BLT Kesra diberikan sebesar Rp 300.000 per bulan selama tiga bulan, dengan total bantuan mencapai Rp 900.000. Penyaluran bantuan ini dilakukan melalui bank-bank Himbara dan PT Pos Indonesia.
Penerima BLT Kesra ditentukan berdasarkan Data Tunggal Sosial dan Ekonomi Nasional (DTSEN). Mereka harus terdaftar dalam DTSEN dan termasuk dalam desil 1 hingga 4.
Sementara itu, BLT Dana Desa juga diberikan sebesar Rp 300.000 per bulan, dengan penyaluran yang dapat dilakukan hingga tiga bulan. Penentuan penerima dilakukan melalui musyawarah desa, yang memungkinkan fleksibilitas sesuai kebutuhan lokal.
Kriteria penerima BLT Dana Desa termasuk keluarga miskin ekstrem dan mereka yang kehilangan mata pencaharian.

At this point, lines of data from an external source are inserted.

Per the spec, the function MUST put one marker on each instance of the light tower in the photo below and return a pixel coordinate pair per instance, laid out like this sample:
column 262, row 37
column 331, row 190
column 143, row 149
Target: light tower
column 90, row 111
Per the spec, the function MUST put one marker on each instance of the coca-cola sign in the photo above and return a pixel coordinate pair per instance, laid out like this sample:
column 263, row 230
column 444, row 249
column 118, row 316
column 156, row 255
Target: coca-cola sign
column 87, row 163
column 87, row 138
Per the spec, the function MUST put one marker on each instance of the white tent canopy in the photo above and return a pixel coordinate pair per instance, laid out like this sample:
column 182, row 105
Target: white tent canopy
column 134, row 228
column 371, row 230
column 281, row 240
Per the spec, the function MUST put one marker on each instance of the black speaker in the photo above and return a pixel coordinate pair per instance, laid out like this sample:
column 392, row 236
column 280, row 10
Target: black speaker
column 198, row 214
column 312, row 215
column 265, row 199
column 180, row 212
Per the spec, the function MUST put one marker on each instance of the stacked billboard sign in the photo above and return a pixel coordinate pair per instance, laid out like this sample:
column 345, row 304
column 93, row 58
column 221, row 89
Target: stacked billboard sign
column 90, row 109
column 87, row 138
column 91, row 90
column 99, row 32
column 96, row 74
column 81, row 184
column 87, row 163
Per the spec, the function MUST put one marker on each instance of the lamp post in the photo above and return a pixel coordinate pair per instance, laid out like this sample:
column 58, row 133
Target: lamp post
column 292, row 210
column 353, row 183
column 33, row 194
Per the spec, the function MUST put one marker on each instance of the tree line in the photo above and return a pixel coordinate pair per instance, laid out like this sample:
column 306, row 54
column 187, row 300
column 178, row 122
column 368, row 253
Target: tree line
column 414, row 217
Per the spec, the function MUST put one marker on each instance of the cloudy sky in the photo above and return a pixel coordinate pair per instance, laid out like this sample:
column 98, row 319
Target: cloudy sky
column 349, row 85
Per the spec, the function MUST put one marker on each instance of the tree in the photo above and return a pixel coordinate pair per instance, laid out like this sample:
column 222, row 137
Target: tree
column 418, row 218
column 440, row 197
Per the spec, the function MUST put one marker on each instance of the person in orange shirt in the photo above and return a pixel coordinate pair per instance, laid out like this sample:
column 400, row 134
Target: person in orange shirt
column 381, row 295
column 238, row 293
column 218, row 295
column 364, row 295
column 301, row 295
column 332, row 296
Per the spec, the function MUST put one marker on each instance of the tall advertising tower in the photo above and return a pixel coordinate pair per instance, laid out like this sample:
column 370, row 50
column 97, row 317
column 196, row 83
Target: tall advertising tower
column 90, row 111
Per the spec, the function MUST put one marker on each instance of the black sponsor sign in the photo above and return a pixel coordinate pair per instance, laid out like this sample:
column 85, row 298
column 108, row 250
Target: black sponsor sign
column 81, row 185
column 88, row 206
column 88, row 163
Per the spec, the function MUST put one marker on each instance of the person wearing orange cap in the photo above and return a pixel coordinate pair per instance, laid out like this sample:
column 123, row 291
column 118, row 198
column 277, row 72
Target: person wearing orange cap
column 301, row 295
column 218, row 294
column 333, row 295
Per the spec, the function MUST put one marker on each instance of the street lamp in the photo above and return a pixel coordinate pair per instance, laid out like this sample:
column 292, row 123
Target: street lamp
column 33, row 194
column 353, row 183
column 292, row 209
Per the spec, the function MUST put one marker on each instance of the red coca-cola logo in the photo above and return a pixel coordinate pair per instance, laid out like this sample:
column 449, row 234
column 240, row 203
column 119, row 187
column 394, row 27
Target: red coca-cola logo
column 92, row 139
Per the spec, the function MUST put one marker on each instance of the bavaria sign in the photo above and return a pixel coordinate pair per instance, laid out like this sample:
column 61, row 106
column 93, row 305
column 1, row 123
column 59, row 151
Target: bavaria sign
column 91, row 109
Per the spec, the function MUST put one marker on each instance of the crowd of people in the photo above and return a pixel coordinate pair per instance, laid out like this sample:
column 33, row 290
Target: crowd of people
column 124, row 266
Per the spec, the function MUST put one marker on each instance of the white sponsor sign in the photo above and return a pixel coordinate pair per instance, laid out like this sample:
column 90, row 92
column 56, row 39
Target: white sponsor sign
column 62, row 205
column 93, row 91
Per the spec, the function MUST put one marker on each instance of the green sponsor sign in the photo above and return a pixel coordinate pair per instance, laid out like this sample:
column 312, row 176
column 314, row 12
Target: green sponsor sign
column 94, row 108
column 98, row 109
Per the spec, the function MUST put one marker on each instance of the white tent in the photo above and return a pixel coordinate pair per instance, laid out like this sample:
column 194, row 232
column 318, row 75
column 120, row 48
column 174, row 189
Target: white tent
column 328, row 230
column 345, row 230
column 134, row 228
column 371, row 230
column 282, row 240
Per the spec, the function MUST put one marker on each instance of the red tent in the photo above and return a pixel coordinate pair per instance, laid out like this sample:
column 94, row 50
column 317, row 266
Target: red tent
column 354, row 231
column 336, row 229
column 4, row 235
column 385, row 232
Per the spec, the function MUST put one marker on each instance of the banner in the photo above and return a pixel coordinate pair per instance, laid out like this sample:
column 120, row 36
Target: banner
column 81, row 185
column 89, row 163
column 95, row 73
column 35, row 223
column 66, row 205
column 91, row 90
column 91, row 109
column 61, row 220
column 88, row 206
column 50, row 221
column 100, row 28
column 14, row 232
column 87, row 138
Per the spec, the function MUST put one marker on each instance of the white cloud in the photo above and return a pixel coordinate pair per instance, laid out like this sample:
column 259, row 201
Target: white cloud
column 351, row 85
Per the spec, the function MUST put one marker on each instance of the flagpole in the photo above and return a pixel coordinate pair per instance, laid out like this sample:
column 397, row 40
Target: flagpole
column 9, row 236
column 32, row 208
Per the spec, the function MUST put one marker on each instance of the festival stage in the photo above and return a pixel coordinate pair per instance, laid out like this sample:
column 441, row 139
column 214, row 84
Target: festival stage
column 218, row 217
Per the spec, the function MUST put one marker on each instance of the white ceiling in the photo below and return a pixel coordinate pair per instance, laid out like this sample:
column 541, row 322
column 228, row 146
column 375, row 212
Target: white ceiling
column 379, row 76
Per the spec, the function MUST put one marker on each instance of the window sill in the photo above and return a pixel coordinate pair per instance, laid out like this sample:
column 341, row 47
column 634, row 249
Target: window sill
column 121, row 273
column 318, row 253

Dengan demikian, bantuan ini lebih terfokus pada kebutuhan spesifik masyarakat setempat.
BLT Kesra disalurkan pada Oktober, November, dan Desember 2025. Sebaliknya, BLT Dana Desa dianggarkan selama 12 bulan dengan waktu pencairan yang dapat bervariasi di setiap desa sesuai kebijakan setempat.
Dengan sifat yang terpusat, BLT Kesra memiliki prosedur yang lebih kaku dibandingkan dengan BLT Dana Desa yang lebih fleksibel dan ditentukan di tingkat desa.
Melihat perbedaan ini, penting bagi masyarakat untuk memahami jenis bantuan yang tersedia. Hal ini akan membantu mereka dalam mengakses Bantuan Sosial secara lebih efektif.